Ze sloven zich ieder voor zich uit (je kunt elk van hen op elk moment herkennen) maar gaan ook gezamenlijk los. De acht minuten lange jamsessie werd teruggebracht tot zeseneenhalve minuut voor Yellow Submarine, al blijft een extra couplet behouden voor de film, dat jammer genoeg werd weggehaald uit de albumversie.

Het is een psychedelisch nummer, waarbij George betoverd was door zijn hippie-vriendin. Het lijkt erop dat dit, meer dan welk ander nummer ook, zijn eerbetoon was aan Pattie Boyd, de seks-priesteres met de zwoele lippen waar hij mee getrouwd was. Patti is een van de meest legendarische muzen van de rock and roll, voorbestemd om haar gitaarjongens op te zwepen tot het schrijven van songs.
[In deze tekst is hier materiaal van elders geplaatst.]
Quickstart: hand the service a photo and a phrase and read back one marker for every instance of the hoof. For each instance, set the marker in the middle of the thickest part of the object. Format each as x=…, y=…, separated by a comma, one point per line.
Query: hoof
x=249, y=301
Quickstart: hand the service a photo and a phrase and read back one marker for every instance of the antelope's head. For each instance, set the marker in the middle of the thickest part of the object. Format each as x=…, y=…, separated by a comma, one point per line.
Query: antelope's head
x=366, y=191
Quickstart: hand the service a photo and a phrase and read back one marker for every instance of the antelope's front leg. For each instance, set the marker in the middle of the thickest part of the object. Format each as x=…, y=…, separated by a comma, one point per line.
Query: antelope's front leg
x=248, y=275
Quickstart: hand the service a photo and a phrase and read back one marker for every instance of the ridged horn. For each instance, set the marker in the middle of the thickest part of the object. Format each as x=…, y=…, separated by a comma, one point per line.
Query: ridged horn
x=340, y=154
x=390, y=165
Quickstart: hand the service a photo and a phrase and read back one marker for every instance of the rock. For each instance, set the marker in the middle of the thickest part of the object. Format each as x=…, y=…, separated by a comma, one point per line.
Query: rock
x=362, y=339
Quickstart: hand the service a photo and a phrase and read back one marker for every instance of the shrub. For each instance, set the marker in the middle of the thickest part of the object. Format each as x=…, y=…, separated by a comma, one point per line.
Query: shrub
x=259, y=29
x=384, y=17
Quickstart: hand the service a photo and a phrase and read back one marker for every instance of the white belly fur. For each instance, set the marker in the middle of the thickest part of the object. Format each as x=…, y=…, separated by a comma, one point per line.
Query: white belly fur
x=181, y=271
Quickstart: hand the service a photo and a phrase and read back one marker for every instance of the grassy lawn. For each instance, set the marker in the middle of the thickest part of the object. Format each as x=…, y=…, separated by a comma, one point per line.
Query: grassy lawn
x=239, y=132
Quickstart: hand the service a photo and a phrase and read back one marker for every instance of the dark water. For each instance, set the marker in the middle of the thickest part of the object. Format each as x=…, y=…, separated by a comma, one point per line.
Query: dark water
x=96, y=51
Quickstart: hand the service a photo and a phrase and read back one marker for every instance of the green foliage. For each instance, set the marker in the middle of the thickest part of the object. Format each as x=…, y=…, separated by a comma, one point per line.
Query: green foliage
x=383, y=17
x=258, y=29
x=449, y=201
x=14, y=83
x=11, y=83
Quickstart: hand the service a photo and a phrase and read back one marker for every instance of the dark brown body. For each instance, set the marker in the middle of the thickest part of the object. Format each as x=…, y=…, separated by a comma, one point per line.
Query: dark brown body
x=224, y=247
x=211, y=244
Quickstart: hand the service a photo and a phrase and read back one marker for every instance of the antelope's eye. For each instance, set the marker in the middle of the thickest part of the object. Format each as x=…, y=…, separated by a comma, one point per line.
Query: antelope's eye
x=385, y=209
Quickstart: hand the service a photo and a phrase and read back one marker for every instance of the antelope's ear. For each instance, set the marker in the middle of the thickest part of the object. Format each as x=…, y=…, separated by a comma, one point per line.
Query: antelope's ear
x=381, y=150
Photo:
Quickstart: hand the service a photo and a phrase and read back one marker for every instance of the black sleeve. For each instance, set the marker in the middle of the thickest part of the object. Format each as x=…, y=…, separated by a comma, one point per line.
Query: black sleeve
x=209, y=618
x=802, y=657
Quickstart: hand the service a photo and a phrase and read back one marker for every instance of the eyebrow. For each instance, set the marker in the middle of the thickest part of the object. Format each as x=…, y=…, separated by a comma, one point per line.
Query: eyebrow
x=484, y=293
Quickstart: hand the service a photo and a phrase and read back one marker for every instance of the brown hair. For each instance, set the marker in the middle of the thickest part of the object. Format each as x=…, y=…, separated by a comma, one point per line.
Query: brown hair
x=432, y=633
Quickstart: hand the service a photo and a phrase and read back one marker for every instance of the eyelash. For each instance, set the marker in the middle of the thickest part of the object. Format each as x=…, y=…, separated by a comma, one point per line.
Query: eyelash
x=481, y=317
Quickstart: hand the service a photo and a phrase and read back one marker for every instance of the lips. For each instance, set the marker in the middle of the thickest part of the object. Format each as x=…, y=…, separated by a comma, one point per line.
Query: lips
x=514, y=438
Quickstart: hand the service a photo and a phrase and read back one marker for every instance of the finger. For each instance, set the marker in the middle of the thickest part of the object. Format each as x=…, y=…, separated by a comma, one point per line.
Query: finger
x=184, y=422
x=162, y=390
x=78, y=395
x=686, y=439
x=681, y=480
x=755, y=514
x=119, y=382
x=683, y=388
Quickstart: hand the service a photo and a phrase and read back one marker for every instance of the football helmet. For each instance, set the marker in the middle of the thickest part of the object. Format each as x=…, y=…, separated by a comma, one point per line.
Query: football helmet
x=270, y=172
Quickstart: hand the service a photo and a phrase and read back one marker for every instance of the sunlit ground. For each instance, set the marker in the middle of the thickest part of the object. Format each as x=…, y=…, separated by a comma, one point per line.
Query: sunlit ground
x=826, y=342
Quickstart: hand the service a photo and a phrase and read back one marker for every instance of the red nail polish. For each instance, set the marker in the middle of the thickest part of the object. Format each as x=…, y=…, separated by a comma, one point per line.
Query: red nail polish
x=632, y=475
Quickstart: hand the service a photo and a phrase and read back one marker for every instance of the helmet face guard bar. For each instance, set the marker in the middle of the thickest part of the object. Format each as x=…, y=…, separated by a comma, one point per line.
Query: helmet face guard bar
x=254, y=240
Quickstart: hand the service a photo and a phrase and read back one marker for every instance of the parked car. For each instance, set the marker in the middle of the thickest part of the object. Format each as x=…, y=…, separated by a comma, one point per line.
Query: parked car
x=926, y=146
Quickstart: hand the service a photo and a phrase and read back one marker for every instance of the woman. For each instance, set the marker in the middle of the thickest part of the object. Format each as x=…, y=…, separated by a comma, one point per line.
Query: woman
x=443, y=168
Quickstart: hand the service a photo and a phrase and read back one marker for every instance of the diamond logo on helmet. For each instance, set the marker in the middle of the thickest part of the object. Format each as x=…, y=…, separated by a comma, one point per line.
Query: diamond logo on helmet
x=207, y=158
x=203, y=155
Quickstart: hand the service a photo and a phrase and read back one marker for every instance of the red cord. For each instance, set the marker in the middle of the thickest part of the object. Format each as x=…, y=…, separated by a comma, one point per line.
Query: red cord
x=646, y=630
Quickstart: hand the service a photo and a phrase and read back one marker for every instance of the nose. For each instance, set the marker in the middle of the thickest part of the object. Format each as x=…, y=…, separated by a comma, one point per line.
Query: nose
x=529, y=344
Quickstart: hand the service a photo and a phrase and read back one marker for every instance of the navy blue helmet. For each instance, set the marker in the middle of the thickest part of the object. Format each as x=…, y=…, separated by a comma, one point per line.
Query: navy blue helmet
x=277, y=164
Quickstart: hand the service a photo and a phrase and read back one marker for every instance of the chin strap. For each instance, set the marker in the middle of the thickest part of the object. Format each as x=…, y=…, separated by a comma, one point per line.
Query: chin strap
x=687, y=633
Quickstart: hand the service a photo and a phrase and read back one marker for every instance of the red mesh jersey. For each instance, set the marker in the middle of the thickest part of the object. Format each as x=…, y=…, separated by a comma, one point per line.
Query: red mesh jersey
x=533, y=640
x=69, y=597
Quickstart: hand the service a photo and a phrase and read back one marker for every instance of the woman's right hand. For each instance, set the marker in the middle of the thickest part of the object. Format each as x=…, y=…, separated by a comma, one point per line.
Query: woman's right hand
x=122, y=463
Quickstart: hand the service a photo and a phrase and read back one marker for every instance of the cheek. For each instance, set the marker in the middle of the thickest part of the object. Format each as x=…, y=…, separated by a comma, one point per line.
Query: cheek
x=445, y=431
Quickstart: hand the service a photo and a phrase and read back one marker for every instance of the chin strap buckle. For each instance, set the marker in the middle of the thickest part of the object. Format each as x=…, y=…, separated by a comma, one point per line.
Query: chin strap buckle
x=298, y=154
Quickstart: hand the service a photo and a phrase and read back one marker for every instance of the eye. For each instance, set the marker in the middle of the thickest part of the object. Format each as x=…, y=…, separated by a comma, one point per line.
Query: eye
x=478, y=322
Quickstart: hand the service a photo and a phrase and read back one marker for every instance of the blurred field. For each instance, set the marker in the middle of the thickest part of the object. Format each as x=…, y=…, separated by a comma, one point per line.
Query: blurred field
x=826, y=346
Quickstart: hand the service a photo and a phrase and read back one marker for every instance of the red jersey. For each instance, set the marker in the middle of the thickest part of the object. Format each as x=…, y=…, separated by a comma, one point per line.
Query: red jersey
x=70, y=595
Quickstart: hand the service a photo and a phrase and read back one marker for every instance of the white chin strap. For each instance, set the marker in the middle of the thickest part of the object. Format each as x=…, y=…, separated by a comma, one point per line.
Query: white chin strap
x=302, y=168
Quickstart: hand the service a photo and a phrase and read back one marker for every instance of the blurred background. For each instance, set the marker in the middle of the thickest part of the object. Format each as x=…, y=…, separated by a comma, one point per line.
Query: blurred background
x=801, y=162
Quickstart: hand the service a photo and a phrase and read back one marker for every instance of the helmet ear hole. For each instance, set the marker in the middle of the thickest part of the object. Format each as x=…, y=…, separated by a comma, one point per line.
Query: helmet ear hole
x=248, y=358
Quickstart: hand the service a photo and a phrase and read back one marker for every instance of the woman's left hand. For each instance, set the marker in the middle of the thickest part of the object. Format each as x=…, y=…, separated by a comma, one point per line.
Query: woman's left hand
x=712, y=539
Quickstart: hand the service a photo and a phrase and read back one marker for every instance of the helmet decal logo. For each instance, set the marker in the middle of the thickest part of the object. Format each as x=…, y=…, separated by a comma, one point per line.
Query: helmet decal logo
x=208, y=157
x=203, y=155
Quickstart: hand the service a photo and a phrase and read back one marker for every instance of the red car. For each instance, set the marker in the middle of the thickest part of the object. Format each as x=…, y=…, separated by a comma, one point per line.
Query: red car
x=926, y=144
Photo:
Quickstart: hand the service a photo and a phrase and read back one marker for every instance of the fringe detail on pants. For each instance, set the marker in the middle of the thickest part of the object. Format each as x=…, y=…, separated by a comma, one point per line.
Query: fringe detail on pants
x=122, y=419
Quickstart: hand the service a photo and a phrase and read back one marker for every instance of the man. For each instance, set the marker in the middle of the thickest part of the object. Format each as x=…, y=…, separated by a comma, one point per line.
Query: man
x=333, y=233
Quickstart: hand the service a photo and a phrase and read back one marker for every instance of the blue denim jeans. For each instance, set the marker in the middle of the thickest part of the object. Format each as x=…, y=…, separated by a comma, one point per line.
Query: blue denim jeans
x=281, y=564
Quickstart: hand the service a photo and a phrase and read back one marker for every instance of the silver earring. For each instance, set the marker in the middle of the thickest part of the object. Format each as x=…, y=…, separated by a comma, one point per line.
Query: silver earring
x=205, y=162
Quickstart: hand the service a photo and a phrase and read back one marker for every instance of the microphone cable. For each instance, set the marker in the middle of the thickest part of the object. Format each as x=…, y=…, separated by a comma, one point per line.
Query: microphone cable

Ze werd de blonde hoofdrolspeelster in een van de meest opmerkelijke driehoeksverhoudingen, toen George’s beste vriend, Eric Clapton, verliefd op haar werd en, geïnspireerd door haar, “Layla” schreef, maar “It’s All Too Much” moet wel haar grootste hit zijn. Alleen zij kon de gereserveerde Engelsmannen veranderen in gekwelde soulmannen.

Van de vier Beatlesvrouwen was Pattie de meest wereldlijke – en de enige die niet zwanger was toen ze trouwde. Ze is ook de enige die overstapte naar een andere rockster. Nadat Clapton haar had veroverd, schreef hij rustige liedjes als “Wonderful Tonight”. Het is moeilijk om daarin de helleveeg te herkennen die hem zover kreeg dat hij “Bell Bottom Blues” schreef, of “For You Blue”, geschreven door George. Toen Patti in 1974 bij hem wegging verkondigde George dat hij “heel gelukkig” was, “omdat hij geweldig is. Ik zie haar liever met hem dan met een of andere sufferd.” Haar oudere zuster Jenny trouwde met Mick Fleetwood en haar jongere zusje Paula kreeg verkering met een lid van Derek and The Dominos. (Er zou een film moeten komen van de Boyd-zusjes, maar waar zou je drie filmsterren kunnen vinden die deze mythe zouden kunnen waarmaken?) Toen Pattie in 1979 trouwde met Clapton, jamden George, Paul en Ringo tijdens hun bruiloft, waarbij ze “Get Back” en “Sgt. Pepper” speelden. John belde met Clapton om te klagen dat hij niet was uitgenodigd.

Het is vreemd dat George altijd wat zuinigjes was met liefdesliedjes. Als je Pattie hebt om je hasjiesj mee te delen en haar sandalen onder je bed op te bergen, maar je schrijft liever songs over Hare Krishna, dan kan je het de dame niet kwalijk nemen dat ze rusteloos wordt – het is te begrijpen dat ze haar muzestatus opwaardeerde door over te stappen op een andere rockster, bij voorkeur je beste vriend. Patti deed het ongetwijfeld allemaal voor de liedjes. En met “It’s All Too Much” verhief ze George en zijn mede-Beatles naar psychedelische sferen, waar ze nadien nooit meer kwamen. Ook al wordt het heel begrijpelijk overschaduwd door de hoogdravende mythes van Pepper, een lied van deze grootsheid verdient beter dan ondergeschoven en vergeten te raken.